Be physically and mentally present, attentive, and engaged.
This course requires a significant amount of independent research and study. Carry your own weight. Ask for help if you need it.
During the online components of instruction, it might be necessary for cell phone use, however, be aware that cell phones should only be taken out with permission.
Students missing any classes are required to make up lectures and presentations. All PowerPoint presentations will be available in Schoology.
Students will be allowed to correct and resubmit homework for credit if the original work was turned in on time. Resubmitting multiple choice tests as hard copies with corrections and completed research requirements will be allowed.
Missed Work Policy:
When a student is absent she is required to make up any missed assignments to include, but not limited to, in class presentations, required rehearsals/performances, homework and chapter/unit assessments.
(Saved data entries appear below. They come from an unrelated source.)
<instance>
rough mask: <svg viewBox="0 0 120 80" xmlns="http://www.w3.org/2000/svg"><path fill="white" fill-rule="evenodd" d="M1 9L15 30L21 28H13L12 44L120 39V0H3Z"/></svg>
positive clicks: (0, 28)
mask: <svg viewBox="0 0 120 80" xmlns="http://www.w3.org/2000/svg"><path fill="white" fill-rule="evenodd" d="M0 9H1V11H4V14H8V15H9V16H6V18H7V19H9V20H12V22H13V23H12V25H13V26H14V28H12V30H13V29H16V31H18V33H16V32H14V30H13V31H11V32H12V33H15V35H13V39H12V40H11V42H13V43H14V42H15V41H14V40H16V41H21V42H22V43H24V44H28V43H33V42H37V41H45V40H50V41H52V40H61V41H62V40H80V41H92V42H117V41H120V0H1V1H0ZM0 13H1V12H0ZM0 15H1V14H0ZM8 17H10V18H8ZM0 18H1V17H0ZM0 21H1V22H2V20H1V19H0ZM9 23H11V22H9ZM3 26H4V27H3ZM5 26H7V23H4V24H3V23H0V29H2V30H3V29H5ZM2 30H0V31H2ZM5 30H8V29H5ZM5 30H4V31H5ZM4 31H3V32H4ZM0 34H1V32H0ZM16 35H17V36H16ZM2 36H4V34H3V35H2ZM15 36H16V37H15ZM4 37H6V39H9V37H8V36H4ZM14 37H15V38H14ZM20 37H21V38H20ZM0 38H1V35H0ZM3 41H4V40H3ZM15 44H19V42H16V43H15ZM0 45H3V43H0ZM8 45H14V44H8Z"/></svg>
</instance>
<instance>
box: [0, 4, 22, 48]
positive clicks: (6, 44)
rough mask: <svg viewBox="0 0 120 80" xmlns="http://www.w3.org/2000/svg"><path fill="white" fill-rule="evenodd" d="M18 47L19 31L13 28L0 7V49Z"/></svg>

By the day the student returns to school, she must contact her teacher(s) to arrange a time to make-up missed work. For all absences, (major illness excepted), students must make up missed assignments within three class meetings of the day she returns to school. Any exceptions to the above can be made at the discretion of the individual teacher but may not exceed If, after the maximum period of ten school days the student still has not made up the work she will receive a zero grade for the missing work. (p. 24)
The Rules of Netiquette
Netiquette (net + etiquette) is the “code of conduct” applied to online spaces. Netiquette is just as important (if not more so) than learning technology or mastering the content of this class. The importance of netiquette rules will help us create an engaging, respectful, and meaningful learning environment.
Arrive to your online “class” on time.
Reduce noise by using earphones.
Turn your camera on at all times - even if you have to leave your space for a minute or two. I need to see you.
To that point, the camera should be pointed at your face - your whole face and not just the upper half.
Have your workspace be in a well lit location with enough room to work.
Sit up, at a desk or table when you are in class. Your bed is not a suitable work environment.
Wear appropriate clothing, ready for class.